Ils ont été abîmés par la neige, cachés dans les caves d’un ghetto, jetés d’un convoi ou ont permis de sauver pour quelques belles notes la vie de leurs propriétaires : 30 violons «rescapés» de la Shoah ont repris vie le temps d’une série de concerts en Israël......
Au moment de placer sous son menton le violon, brillant de laque sous les projecteurs de l’auditorium bondé de Tel-Aviv en 2016, le soliste Guy Braunstein a la main qui tremble.
L’instrument qu’il tient était celui d’un violoniste de l’orchestre d’Auschwitz. Son propriétaire a été forcé de jouer des jours durant pour accompagner les marches vers le travail forcé, souvent antichambre de la mort pour les déportés les plus affaiblis.
Dans l’auditorium pétrifié et silencieux, accompagné des musiciens de l’orchestre de chambre de Jérusalem, en quelques mouvements d’archet et sur un adagietto de Gustav Mahler, la complainte du «violon d’Auschwitz» met une partie du public en larmes.
«J’ai joué des milliers de concerts, mais jamais je n’ai eu l’émotion et le tremblement que j’ai eus en prenant en main ce violon d’Auschwitz, son odeur était différente, j’avais comme l’impression en jouant qu’on m’enfonçait un pieu dans le cœur, car je connaissais son histoire», explique en coulisses Guy Braunstein.

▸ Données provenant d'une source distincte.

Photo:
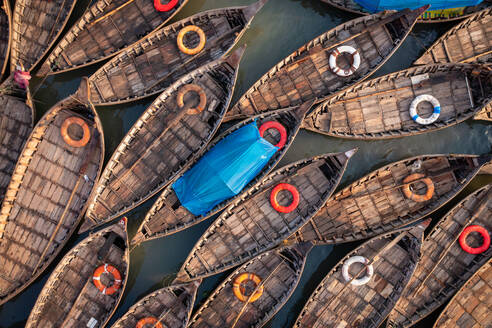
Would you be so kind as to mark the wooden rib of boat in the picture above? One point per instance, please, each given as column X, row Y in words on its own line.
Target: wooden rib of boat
column 445, row 266
column 469, row 41
column 170, row 306
column 163, row 142
column 341, row 301
column 47, row 194
column 376, row 203
column 279, row 271
column 35, row 27
column 168, row 215
column 251, row 225
column 70, row 298
column 152, row 64
column 306, row 73
column 380, row 108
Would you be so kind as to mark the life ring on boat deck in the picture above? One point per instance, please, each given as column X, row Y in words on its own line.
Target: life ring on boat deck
column 85, row 129
column 192, row 88
column 475, row 250
column 435, row 114
column 359, row 281
column 295, row 198
column 355, row 61
column 109, row 269
column 277, row 126
column 239, row 291
column 201, row 44
column 413, row 196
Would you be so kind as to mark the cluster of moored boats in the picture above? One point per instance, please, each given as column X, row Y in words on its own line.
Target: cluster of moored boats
column 52, row 175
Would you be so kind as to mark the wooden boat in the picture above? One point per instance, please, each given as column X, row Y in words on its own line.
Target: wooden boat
column 468, row 42
column 103, row 31
column 47, row 195
column 164, row 141
column 445, row 266
column 381, row 108
column 168, row 215
column 363, row 287
column 266, row 215
column 306, row 73
column 277, row 273
column 170, row 307
column 377, row 203
column 150, row 65
column 70, row 297
column 36, row 26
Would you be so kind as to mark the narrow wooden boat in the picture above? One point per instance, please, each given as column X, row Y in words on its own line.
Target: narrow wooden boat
column 468, row 42
column 36, row 26
column 382, row 108
column 164, row 141
column 152, row 64
column 378, row 203
column 266, row 215
column 254, row 292
column 87, row 285
column 307, row 74
column 445, row 265
column 168, row 215
column 170, row 307
column 363, row 287
column 106, row 28
column 47, row 195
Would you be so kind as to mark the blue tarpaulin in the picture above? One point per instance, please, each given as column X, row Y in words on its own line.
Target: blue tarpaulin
column 224, row 170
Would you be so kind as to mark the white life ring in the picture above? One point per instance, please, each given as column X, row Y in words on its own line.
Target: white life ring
column 359, row 281
column 355, row 61
column 431, row 119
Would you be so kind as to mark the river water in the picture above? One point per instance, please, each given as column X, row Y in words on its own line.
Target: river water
column 279, row 29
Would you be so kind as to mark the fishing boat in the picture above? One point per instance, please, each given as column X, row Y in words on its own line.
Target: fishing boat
column 150, row 65
column 105, row 29
column 413, row 101
column 338, row 58
column 254, row 292
column 452, row 252
column 172, row 131
column 46, row 197
column 168, row 215
column 167, row 307
column 393, row 196
column 86, row 286
column 265, row 215
column 363, row 287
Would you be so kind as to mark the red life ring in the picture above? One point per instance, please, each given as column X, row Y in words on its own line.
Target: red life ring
column 477, row 250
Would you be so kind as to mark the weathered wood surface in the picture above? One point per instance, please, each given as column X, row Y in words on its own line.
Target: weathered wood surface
column 279, row 270
column 36, row 26
column 47, row 194
column 163, row 142
column 306, row 73
column 337, row 302
column 152, row 64
column 251, row 225
column 380, row 108
column 171, row 306
column 168, row 215
column 69, row 298
column 376, row 204
column 445, row 266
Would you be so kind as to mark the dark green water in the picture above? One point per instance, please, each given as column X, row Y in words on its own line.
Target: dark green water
column 279, row 29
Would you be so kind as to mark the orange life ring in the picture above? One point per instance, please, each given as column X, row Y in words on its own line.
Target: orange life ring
column 239, row 291
column 85, row 128
column 188, row 29
column 413, row 196
column 109, row 269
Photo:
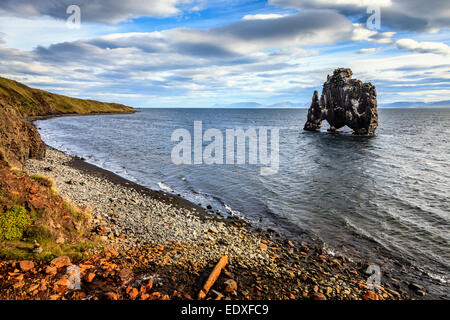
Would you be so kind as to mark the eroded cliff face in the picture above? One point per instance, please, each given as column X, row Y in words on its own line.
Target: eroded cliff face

Il a fait carrière à l’orchestre Philharmonique de Berlin et participe pour la deuxième fois à ces concerts baptisés «Violons de l’espoir» et dont l’un a également eu lieu durant ce mois en Galilée dans le Nord d’Israël.
«Pleurs, rires et prières»
«Le violon (d’Auschwitz) a joué devant des piles de corps humains. Ce qu’il a vu peut rendre fou», dit le luthier Amnon Weinstein, à l’initiative des concerts déjà organisés en Allemagne, aux États-Unis et en Turquie.
L’Israélien de 76 ans, lui-même issu d’une famille de juifs lituaniens ayant échappé à la Shoah, a passé plus de 20 ans dans son atelier souterrain de Tel-Aviv, dans l’odeur de vernis et de laque, à restaurer les violons souvent récupérés dans un état déplorable.
«Ma mission c’est de mettre la main sur tout violon rescapé de la Shoah, de l’acquérir, de le réparer et d’en faire un violon capable d’être joué pour un concert. Je veux que ces violons soient joués, qu’ils fassent entendre ce qu’ils ont à dire», dit M. Weinstein.
«Car de ces violons sort un son très particulier, s’échappent des voix, des pleurs, des rires et des prières», assure-t-il.
Sa collection compte aujourd’hui 60 pièces, des violons et des violoncelles. Chacun témoin et mémoire d’une histoire, souvent tragique, d’un Juif en Europe pendant la Shoah. La plupart ont été fabriqués dans des ateliers en Allemagne ou en Tchécoslovaquie et portent une étoile de David ou un nom inscrit à l’intérieur.
Amnon Weinstein passe des heures, devant son ordinateur, seule touche de modernité dans son atelier étriqué. Il fait des recherches sur Internet et anime un cercle de sympathisants qui n’hésitent pas à le solliciter quand ils ont entre les mains un «violon avec une histoire qui pourrait (l’)intéresser».
Abandonné en route vers Drancy
Via ce réseau, il a récemment reçu un violon qui avait été abandonné par un déporté en partance pour le camp de Drancy en France. Depuis la fenêtre du train, son propriétaire l’avait confié à un agent français le long des rails en lui disant «là où je vais je ne peux rien en faire».
L’instrument et son histoire ont survécu quelque 70 ans avant d’être remis à Amnon Weinstein. Le violon était l’instrument de prédilection, avec la clarinette, des communautés juives d’Europe centrale et de l’Est, où la tradition musicale Klezmer a prospéré jusqu’à la Deuxième Guerre mondiale.
Le mémorial de l’Holocauste à Jérusalem, Yad Vashem, qui a travaillé en partenariat avec Amnon Weinstein, possède 15 violons de cette époque, a indiqué Michael Tal, l’un des conservateurs du musée.
«Dans tout témoignage sur la Shoah, il y a une histoire de violon, d’un homme qui se saisit d’un violon et qui, malgré le froid et la faim ou les puces, joue... Et ceux qui l’écoutent sont transportés, ils volent, comme dans une peinture de Chagall», explique le luthier.
«Il n’y a rien d’autre qui puisse restituer leur voix et qui restera après nous», regrette Amnon Weinstein. Il compte sur son fils Avshalom, troisième génération de luthiers, pour continuer sa mission et préserver la mémoire et la musique de ceux qui ont péri.